What has genuinely surprised you about the first 100 days — and what are some challenges he faces in the next 100?
I don’t know that I’ve been floored by anything with the possible exception of Mamdani’s meetings with Trump, especially the first one (though that preceded the mayor taking office). I think Mamdani’s level of pragmatism as I described above isn’t necessarily shocking but it is reassuring and I think assuages some people’s fear that Mamdani was going to quickly be in over his head while engendering some fear that he will compromise away his fundamental objectives. I don’t think either is true.
As far as the next 100, I can summarize one big challenge in a single syllable: Trump. Chummy as the president has been with the mayor, he’s doing his utmost to blow up the global economy at a time when NYC’s own economy has been propped up precisely by a financial industry that is also at significant risk from the popping of the AI bubble. Many of Mamdani’s big-ticket promises will cost money, a lot of it, and even if these are the right long-term investments, the revenues are needed now, and barring Hochul dropping her opposition to tax increases on wealthy individuals and corporations — which I don’t see happening — there are real questions about where the money comes from.
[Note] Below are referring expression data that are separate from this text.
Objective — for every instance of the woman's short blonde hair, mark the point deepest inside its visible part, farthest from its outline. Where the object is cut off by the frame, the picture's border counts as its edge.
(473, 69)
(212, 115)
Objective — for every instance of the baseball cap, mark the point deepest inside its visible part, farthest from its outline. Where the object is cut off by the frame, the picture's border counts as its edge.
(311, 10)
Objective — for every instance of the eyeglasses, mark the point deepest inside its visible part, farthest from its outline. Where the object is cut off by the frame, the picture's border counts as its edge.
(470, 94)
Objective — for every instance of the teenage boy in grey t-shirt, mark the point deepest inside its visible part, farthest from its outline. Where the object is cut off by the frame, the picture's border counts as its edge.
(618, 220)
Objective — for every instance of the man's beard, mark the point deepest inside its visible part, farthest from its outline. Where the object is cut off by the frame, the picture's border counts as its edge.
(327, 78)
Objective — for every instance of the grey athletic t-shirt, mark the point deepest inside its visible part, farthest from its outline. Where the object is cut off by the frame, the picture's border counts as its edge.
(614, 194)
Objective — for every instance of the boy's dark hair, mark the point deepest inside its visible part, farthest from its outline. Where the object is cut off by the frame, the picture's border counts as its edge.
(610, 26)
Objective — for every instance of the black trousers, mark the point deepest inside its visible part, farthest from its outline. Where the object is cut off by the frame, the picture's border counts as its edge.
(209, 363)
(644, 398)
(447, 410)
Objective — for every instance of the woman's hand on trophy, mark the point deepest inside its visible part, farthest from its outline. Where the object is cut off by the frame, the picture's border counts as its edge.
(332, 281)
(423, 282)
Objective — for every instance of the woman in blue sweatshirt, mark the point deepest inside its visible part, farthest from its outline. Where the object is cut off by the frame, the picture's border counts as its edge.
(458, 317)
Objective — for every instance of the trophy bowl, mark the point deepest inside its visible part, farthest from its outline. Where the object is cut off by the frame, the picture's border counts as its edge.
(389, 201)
At least a partial answer came this week when Hochul and Mamdani announced a compromise in the form of a proposed tax on only sort-of New Yorkers: a so-called pied-à-terre tax on second homes in New York worth $5 million or more. This has been a proposal that has been put forward and promptly killed by real estate interests in New York for years, but in the context of the full support of the mayor and the governor, who have hashed this out as a way out of their tax impasse, I think it’s got a good shot. It is also a pretty good example of the pair’s willingness to navigate even what seem like deadlocks; it’s hard to imagine splitting the difference when it comes to the binary question of whether or not to raise taxes on the wealthy, but they’ve managed here to find something both can defend.
Politico went so far as to call the deal an example of how Hochul has become (somewhat improbably for the western New York moderate) Mamdani’s “most important ally.” It’s a matter of symbiosis — both saw how the perennial de Blasio-Cuomo feud damaged both leaders, and understand that they need each other. Mamdani needs Hochul’s support to push his policies in Albany, and Hochul saw Mamdani’s election returns and knows she needs to put up those numbers to win comfortably in her race for reelection this November.